Tuesday, March 30, 2010
WAR for catchers
I’m sure none of us are happy with how the catchers come out in WAR necessarily, but this I don’t get:
Stripping those years out, Bench still sits at 88, a substantially weaker defensive catcher than Gary Carter. That strikes me as idiosyncratic at best, and nonsense at worst.
Why is that? Carter was a great fielding catcher, and so was Bench. In my WOWY of catchers for their careers, this is how all catchers with at least 7 full seasons since 1952 stack up:
Runs per season
14 Sundberg, Jim
13 Carter, Gary
13 Dempsey, Rick
13 Rodriguez, Ivan
12 Johnson, Charles
11 Crandall, Del
11 Parrish, Lance
11 Wilson, Dan
10 Ausmus, Brad
10 Matheny, Mike
9 Bench, Johnny
9 Boone, Bob
I’ve got Carter at +4 runs per season over Bench at controlling the running game. And at 10 seasons, that gives Carter a +40 run advantage (even more actually, because Carter caught for 12 equivalent seasons and Bench 10). Rally has the gap between the two at only 20 runs. I’ve got them at 66 run difference.
Now, no one ran on Bench (250 fewer SB than average in his career), while he caught his fair share (exactly league average CS). Carter however had an average number of SB allowed, but he caught 160 more runners. Carter also had alot fewer passed balls relative to average. You add it all up, and Carter has the advantage.

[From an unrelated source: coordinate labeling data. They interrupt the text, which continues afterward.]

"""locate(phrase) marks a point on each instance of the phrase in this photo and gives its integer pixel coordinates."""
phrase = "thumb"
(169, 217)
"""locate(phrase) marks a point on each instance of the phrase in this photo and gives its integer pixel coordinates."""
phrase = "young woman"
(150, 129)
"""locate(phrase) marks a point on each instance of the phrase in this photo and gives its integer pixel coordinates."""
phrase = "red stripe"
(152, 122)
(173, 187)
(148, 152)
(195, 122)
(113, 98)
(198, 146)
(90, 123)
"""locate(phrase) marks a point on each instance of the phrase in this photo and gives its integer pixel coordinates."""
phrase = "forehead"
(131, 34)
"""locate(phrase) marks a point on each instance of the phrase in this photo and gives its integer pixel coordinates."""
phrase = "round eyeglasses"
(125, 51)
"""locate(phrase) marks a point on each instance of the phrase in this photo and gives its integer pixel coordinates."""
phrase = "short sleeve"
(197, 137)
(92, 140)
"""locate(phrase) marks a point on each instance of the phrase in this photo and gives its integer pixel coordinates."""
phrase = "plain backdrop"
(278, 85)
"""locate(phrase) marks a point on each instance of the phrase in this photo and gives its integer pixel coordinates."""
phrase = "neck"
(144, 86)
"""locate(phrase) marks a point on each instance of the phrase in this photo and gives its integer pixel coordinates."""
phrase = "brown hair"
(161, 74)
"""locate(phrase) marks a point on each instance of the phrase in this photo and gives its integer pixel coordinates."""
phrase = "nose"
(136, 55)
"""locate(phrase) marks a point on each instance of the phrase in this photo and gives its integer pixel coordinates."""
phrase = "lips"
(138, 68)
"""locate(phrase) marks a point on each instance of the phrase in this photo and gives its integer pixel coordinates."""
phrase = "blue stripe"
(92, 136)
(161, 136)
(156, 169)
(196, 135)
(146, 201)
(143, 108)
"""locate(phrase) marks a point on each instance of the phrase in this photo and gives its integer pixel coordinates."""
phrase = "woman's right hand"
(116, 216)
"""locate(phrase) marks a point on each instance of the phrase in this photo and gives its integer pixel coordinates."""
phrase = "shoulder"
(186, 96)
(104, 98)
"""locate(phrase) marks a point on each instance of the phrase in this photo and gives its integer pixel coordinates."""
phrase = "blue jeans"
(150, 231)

If runners had tried to steal more on Bench, sure, Bench might have profited. But, he might have been too good to steal on, and so, that’s why he loses some value: he was too good. The same applies to IRod. I know it sounds crazy, but imagine if Superman was behind the plate. There’d be no SB, no CS. That would really make Superman an average catcher. The value comes not in preventing runners from stealing, but in actually removing them from the basepaths. Carter removed them and Bench didn’t.
And that’s why Carter is the more valuable catcher on the running game, even if you can make the case that Bench was the most… uh… feared. (Sorry.)